The total vapor pressures at 26°C of binary (water–alcohol) and ternary (water–alcohol–vesicle) systems were measured for six short chain alcohols. The vesicles were unilamellar dipalmitoyl phosphatidylcholine (DMPC). The data was used to evaluate the effect of vesicles on the chemical potential of alcohols expressed as the preferential binding parameter of the alcohol–lipid interaction, Γ 23. This quantity is a thermodynamic (model-free) measure of the net strength of membrane–alcohol interactions. For the smaller investigated alcohols (methanol, ethanol and 1-propanol) Γ 23 was negative. This is indicative of so-called preferential hydration, a condition where the affinity of the membrane for water is higher than the affinity for the alcohol. For the longer alcohols (1-butanol, 1-pentanol, 1-hexanol) Γ 23 was positive and increasing with increasing chain length.
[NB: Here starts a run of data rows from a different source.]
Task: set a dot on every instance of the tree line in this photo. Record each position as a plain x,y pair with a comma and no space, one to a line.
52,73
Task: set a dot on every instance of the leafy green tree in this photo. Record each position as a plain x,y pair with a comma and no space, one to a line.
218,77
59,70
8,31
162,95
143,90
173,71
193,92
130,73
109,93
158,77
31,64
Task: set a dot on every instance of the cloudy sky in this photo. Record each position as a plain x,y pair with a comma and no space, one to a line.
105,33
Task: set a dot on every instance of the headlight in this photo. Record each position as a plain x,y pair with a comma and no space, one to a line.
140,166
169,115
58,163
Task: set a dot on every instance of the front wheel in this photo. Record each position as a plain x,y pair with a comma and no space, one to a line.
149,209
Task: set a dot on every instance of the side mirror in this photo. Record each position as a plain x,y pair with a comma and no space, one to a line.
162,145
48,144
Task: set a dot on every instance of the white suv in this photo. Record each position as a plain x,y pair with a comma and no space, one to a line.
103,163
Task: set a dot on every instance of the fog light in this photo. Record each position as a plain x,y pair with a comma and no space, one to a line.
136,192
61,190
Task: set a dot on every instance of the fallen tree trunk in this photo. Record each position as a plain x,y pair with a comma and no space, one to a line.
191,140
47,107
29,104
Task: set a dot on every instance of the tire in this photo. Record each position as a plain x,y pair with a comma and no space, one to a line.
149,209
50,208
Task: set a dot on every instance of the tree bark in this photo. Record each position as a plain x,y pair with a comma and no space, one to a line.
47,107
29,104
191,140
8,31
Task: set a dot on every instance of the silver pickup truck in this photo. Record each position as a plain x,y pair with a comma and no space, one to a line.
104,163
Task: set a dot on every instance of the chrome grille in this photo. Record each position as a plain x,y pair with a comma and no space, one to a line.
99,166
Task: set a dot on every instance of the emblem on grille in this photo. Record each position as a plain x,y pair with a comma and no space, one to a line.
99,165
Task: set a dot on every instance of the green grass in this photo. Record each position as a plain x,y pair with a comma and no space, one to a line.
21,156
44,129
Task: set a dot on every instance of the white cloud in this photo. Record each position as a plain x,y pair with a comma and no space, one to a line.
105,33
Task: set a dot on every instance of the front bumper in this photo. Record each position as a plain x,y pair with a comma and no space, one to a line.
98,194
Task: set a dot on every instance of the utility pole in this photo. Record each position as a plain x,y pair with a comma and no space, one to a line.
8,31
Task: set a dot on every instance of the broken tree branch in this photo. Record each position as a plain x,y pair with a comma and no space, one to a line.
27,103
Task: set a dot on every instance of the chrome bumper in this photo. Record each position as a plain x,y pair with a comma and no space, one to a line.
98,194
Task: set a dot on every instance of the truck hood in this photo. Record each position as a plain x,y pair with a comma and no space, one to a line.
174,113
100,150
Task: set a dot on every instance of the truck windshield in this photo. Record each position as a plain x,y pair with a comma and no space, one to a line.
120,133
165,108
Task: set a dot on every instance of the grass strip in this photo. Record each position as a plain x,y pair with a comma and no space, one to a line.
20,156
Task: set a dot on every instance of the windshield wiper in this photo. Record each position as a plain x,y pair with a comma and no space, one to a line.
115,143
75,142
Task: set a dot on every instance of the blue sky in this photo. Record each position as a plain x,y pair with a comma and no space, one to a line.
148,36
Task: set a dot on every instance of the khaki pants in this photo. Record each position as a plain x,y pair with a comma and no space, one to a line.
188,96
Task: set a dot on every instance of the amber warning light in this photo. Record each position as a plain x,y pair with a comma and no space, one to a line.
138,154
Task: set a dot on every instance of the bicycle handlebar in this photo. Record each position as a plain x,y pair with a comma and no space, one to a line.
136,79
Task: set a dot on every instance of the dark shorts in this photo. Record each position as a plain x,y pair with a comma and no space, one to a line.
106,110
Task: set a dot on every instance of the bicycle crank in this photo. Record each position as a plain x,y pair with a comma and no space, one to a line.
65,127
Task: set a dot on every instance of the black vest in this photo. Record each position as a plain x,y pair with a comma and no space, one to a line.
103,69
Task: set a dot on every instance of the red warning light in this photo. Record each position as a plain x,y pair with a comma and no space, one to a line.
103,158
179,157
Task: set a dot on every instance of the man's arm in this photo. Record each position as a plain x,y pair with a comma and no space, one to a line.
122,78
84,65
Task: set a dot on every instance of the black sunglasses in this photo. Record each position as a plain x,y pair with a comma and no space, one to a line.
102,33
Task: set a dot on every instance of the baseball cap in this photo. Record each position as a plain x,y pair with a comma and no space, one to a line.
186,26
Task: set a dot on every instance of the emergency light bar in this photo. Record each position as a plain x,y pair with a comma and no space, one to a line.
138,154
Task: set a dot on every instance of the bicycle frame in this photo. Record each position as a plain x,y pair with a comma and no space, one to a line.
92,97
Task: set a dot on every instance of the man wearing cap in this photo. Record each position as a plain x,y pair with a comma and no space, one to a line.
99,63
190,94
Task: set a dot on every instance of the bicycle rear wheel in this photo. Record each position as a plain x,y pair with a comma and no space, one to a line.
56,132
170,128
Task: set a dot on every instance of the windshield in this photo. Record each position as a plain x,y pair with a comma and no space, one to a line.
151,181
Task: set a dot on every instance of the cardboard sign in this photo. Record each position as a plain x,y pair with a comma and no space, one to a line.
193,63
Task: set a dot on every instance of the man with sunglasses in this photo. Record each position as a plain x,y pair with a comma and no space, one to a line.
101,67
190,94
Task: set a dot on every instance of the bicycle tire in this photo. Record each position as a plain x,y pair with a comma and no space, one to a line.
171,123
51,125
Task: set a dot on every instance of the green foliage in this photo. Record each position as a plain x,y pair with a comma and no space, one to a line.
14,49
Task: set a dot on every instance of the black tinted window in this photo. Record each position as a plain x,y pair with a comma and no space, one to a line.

This demonstrates preferential binding, i.e. enrichment of alcohol in the membrane and a concomitant depletion of the solute in the aqueous bulk. The measured values of Γ 23 were compared to the number of alcohol–membrane contacts specified by partitioning coefficients from the literature. It was found that for the small alcohols the number of alcohol–membrane contacts is much larger than the number of preferentially bound solutes. This discrepancy, which is theoretically expected in cases of very weak binding, becomes less pronounced with increasing alcohol chain length, and when the partitioning coefficient exceeds approximately 3 on the molal scale (10 2 in mole fraction units) it vanishes. Based on this, relationships between structural and thermodynamic interpretations of membrane partitioning are discussed.